C’est le genre de bévue que les prestigieux cabinets d’audit et de conseil préféreraient ne jamais voir exposée au grand jour.
Alors qu’ils inondent le marché de notes de réflexion pour convaincre les entreprises de basculer dans l’ère de l’IA, KPMG et EY viennent d’être pris en flagrant délit de « hallucination ».
Le dernier épisode en date est révélé par le Financial Times reprenant les informations de GPTZero, éditeur de logiciels « détecteur d’IA ».
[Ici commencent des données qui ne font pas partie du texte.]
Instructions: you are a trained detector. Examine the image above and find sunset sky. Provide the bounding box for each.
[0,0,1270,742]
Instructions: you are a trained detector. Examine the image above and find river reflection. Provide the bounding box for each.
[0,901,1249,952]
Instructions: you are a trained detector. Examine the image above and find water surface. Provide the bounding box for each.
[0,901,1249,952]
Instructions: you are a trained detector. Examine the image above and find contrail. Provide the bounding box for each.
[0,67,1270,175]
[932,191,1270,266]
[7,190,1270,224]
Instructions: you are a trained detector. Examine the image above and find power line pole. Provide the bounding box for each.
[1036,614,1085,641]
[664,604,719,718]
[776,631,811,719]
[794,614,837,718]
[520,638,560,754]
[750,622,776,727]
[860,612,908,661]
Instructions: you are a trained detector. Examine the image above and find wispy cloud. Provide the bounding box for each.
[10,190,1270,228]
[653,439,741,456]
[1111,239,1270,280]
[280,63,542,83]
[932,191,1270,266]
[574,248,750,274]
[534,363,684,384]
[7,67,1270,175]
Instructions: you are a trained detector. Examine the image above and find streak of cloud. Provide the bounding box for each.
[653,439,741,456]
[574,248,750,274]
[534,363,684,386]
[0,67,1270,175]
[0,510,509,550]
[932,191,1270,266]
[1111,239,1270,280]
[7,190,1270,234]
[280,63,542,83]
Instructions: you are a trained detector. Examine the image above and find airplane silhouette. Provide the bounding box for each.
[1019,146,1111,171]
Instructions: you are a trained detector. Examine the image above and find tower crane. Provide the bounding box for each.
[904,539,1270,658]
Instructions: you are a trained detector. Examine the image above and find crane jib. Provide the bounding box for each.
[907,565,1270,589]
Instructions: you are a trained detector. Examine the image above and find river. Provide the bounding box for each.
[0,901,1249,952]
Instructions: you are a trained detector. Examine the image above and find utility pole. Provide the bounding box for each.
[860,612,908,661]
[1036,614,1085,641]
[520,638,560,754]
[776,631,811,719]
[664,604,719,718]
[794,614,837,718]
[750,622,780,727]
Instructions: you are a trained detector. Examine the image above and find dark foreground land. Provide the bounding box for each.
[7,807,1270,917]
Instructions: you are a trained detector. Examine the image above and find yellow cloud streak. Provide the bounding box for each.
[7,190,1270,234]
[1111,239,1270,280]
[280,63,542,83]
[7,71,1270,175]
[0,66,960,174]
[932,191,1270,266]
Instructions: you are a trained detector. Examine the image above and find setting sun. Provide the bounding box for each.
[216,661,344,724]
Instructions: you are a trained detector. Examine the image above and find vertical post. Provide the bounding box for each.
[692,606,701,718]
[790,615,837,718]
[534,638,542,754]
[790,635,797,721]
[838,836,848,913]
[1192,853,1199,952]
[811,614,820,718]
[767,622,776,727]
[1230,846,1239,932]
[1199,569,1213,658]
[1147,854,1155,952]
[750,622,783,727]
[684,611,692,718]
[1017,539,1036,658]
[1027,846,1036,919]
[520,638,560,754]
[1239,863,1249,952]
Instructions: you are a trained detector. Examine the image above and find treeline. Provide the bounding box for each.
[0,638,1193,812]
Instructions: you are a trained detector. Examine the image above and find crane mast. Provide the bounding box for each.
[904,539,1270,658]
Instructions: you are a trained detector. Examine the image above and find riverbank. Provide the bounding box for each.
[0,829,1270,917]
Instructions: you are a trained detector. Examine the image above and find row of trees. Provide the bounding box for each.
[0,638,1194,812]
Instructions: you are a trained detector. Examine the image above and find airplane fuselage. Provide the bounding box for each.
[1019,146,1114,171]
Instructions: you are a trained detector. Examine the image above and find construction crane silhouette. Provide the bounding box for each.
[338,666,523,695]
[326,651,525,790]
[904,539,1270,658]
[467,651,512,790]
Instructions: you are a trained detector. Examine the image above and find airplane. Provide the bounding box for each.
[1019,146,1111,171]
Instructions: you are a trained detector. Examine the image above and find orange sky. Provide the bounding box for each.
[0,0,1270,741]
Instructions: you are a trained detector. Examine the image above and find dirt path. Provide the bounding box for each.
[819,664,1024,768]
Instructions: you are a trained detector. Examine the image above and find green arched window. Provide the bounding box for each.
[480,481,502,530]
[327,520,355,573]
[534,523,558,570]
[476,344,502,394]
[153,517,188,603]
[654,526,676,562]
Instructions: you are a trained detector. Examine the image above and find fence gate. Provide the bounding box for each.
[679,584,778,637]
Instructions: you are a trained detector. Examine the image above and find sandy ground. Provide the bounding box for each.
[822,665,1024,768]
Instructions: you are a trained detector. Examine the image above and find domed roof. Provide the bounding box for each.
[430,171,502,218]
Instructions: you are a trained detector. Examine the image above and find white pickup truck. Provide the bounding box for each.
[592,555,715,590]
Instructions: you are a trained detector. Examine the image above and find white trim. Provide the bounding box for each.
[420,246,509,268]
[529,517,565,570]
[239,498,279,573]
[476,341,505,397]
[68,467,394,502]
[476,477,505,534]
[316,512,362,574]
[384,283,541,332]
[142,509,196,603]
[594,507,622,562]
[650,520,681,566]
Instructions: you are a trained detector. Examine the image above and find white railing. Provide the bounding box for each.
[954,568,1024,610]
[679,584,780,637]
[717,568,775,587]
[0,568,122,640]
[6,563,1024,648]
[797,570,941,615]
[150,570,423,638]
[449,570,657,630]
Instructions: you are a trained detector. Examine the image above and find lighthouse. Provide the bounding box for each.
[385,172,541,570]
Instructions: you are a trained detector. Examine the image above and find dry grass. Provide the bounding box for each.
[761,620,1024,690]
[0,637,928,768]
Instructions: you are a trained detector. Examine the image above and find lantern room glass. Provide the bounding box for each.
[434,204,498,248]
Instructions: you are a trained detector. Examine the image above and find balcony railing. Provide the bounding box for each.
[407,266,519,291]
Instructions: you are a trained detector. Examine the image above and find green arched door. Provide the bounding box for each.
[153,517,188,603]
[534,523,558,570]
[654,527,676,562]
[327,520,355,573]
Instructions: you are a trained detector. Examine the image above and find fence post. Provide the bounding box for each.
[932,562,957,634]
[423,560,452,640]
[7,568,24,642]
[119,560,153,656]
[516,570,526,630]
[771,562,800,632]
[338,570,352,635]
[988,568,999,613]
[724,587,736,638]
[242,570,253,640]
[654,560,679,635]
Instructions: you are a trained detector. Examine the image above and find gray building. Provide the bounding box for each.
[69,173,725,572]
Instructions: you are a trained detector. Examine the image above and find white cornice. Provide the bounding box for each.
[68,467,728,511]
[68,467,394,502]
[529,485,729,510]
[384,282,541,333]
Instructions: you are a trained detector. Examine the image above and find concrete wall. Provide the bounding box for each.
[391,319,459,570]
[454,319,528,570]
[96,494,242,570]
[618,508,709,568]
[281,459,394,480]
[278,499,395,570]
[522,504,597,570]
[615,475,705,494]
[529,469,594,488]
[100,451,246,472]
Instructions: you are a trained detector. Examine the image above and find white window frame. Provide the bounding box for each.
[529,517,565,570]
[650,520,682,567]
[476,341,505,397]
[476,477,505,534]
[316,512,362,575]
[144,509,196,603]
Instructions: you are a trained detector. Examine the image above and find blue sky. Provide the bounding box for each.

KPMG International a dû retirer en catastrophe d’une partie de ses sites web son rapport d’octobre intitulé » Redefining excellence in the age of agentic AI « .
Le naufrage factuel de KPMG
Distribué dans plusieurs pays par ses équipes de consultants, ce document affichait des études de cas prestigieuses… mais totalement fictives. Il n’est désormais plus disponible à la consultation comme Silicon a pu le constater.
Le cabinet y affirmait notamment que le géant bancaire suisse UBS intégrait des agents d’IA à travers ses branches de conseil en investissement, de gestion des risques et de conformité, via une plateforme codéveloppée avec Microsoft.
Contacté par le Financial Times (FT), le porte-parole d’UBS a qualifié ces affirmations de « factuellement incorrectes ». La banque a immédiatement exigé le retrait de ces mentions.
Même déconvenue dans le secteur des transports. KPMG prétendait que les Chemins de fer fédéraux suisses (SBB) utilisaient l’IA pour optimiser les trajets selon l’empreinte carbone et que Transport for London (TfL) s’en servait pour prédire les embouteillages.
Les deux organismes ont démenti auprès du FT.
TfL qualifie l’assertion de « trompeuse » et la SBB de « non rigoureuse ». Enfin, une prétendue réussite de l’IA pour prédire les réadmissions hospitalières au sein du NHS Greater Manchester s’est avérée infondée, l’affirmation découlant d’un simple communiqué sur le cancer du poumon qui ne mentionnait nulle part de telles tâches automatisées.
Un porte-parole de KPMG International a assuré qu’une enquête interne était en cours, rappelant que les collaborateurs doivent valider les contenus par une supervision humaine.
EY et Deloitte également épinglés
KPMG n’est pas un cas isolé.
Le mois dernier, son concurrent EY Canada a dû retirer en urgence une étude de cybersécurité axée sur les programmes de fidélité.
Repérée là encore par GPTZero, l’étude s’appuyait sur des données aberrantes évaluant au même montant de 200 milliards $ à la fois la taille globale du marché et le volume des points non réclamés.
Plus grave, le rapport d’EY renvoyait vers un rapport de McKinsey qui n’a jamais existé et intégrait plus d’une demi-douzaine de notes de bas de page pointant vers des liens morts ou erronés. EY s’est défendu en précisant que ce rapport, déconnecté de tout travail pour un client direct, faisait l’objet d’un examen interne.
L’an dernier, c’est Deloitte qui avait dû revoir sa copie pour le gouvernement d’une province canadienne après la découverte de fausses citations académiques.
Le phénomène touche aussi les métiers du droit. En avril, le cabinet Sullivan & Cromwell a dû présenter ses excuses à un tribunal de New York après avoir soumis des conclusions de faillite truffées d’erreurs générées par IA, incluant une mauvaise lecture du code américain de la faillite.
Le paradoxe est total. EY revendiquait en octobre une croissance de 30 % de ses revenus liés à l’IA sur un an, portée par 15 000 collaborateurs déployant des cadres de gouvernance pour aider les entreprises à adopter l’IA de manière « responsable ».
En voulant aller trop vite pour occuper le terrain marketing, les géants du conseil ont oublié la règle d’or qu’ils facturent à leurs clients : vérifier les sources.